No se requería de mucha imaginación para darse cuenta de que Mauro había ido de caída en caída y que era cierto lo aseverado por El Petróleo, quien en vida llegó a decir que nadie del Cisen quería prestarle pistolas porque las vendía o las empeñaba en el Monte de Piedad. Y que después de hacerlo, con desfachatez volvía a pedir otras en préstamo.

Al hombre que se encontró tirado en el cuarto 25 del Hotel Acuario, apenas alumbrado por la luz amarillenta de un foco de cuarenta vatios, parecía que sus asesinos le habían practicado una cirugía sádica. Tenía el cuello lleno de cortes y recortes, con unas pinzas le habían jalado la boca hacia abajo, a martillazos le habían roto los dientes, a cachazos le habían rajado la ceja izquierda, le habían dejado los cabellos como cerdas sobre las orejas machacadas. Las patas de gallo se las habían juntado con las comisuras de los ojos con un cuchillo. Los pantalones enlodados denunciaban que sus verdugos lo habían hecho arrodillarse sobre el fango. Descalzado, le habían permitido quedarse con los calcetines rojos. El cinturón de piel de cocodrilo con hebilla de oro le había sido robado. Pero lo más horrible es que en los ojos le habían incrustado espejos negros de obsidiana, como si los sicarios hubiesen querido ornamentar su cráneo a la manera de los sacerdotes mexicas. Con los brazos abiertos, Mauro parecía un alacrán Hadrurus arizonensis. La muerte, ciertamente, había ocupado su cuerpo desde las uñas de los pies hasta el culo y la cabeza. Por el rigor mortis se notaba que el crimen había ocurrido unas cuarenta horas antes.

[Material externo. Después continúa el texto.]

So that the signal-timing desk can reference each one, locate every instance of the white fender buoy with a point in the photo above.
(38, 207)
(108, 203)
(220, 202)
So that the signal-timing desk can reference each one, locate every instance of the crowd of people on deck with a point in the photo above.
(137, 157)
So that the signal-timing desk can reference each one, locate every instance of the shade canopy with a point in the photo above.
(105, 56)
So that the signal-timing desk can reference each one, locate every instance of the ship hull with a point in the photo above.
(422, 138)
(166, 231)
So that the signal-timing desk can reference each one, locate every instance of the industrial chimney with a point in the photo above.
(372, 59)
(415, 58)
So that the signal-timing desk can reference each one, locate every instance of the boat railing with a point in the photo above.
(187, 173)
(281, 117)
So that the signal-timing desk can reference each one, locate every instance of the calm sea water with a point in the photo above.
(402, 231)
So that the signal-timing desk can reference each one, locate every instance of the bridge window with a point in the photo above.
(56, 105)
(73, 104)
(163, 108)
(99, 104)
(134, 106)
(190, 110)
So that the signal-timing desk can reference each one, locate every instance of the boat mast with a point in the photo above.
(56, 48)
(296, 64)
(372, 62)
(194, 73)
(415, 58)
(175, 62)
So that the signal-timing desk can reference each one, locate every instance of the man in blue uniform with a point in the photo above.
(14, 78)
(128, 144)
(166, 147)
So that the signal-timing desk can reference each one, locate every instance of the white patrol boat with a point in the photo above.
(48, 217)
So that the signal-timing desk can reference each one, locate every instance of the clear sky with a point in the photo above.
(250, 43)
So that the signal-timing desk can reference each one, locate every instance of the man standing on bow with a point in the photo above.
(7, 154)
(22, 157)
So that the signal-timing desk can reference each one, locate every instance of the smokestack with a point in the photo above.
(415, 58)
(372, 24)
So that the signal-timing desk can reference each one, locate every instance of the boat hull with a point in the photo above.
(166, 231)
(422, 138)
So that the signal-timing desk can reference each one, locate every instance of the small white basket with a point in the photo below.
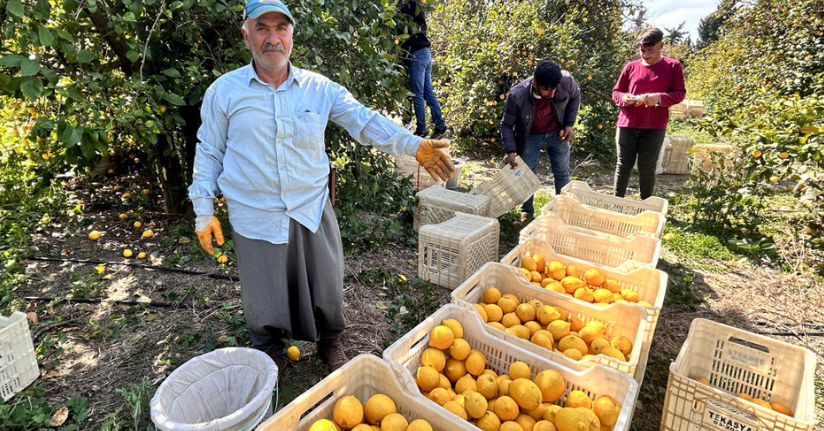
(437, 204)
(577, 215)
(365, 375)
(508, 188)
(585, 195)
(18, 364)
(449, 252)
(602, 249)
(736, 361)
(501, 353)
(620, 319)
(649, 283)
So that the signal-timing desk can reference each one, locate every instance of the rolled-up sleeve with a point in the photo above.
(208, 166)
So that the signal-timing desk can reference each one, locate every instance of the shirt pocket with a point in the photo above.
(309, 128)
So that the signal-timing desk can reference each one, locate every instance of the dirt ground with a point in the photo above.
(98, 348)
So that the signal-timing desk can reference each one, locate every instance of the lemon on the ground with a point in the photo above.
(607, 409)
(552, 385)
(519, 370)
(492, 295)
(324, 425)
(348, 412)
(434, 358)
(526, 393)
(481, 312)
(427, 378)
(506, 408)
(293, 353)
(475, 405)
(781, 408)
(419, 425)
(441, 337)
(571, 419)
(394, 422)
(489, 422)
(377, 407)
(578, 398)
(454, 325)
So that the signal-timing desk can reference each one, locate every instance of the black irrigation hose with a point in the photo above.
(137, 265)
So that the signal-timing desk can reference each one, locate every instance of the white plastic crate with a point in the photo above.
(437, 204)
(408, 166)
(508, 188)
(603, 249)
(449, 252)
(577, 215)
(18, 364)
(736, 361)
(676, 161)
(585, 195)
(363, 376)
(649, 283)
(501, 353)
(620, 319)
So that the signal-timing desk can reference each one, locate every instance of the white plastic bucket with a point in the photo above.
(227, 389)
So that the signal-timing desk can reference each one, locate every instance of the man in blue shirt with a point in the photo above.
(262, 146)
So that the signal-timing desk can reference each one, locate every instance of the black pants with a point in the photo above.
(642, 145)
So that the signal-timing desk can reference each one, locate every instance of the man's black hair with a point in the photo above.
(547, 74)
(649, 37)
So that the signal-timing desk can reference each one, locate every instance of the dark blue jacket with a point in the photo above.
(520, 110)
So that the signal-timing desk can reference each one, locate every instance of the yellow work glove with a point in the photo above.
(435, 161)
(205, 235)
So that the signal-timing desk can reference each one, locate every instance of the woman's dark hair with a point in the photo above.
(649, 37)
(547, 74)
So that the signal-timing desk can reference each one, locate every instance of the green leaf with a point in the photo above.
(13, 60)
(31, 87)
(46, 38)
(85, 56)
(174, 99)
(15, 7)
(71, 136)
(29, 67)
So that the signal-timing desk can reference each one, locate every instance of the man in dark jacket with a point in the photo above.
(419, 62)
(540, 112)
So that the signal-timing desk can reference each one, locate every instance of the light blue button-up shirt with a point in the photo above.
(263, 148)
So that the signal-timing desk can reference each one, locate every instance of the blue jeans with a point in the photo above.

Recordé, al ver un vaso de mi oficina en el cesto de basura, que cuando él venía a verme solía servirse agua del garrafón de Electropura. Pero lo que más me llamó la atención fue un papel escrito con tinta roja de su puño y letra:

El amor es un charco de semen en el vientre

puto de Lupita.

El Señor de los Murciélagos.

Al leerlo sentí tal claustrofobia que abrí la ventana única del cuarto. Pero al mirar el sol en la calle me invadió tal tristeza que quise bajar corriendo las escaleras.

Sonó el teléfono. Delante del aparato, no me atreví a descolgarlo. No fuera a ser que un miembro de la banda de Sandrini preguntara por Cristina.

“¿Qué le pareció la crucifixión?”, a la salida un chango con gafas negras me cerró el paso. Tenía más sarna que sorna en el hocico.

“Horrible”, respondí.

“¿Vio la foto de la niña violada que estaba sobre la cómoda?”

“Atroz”, mentí, pues la foto de la niña había sido arrancada y sobre el mueble sólo estaba un marco vacío.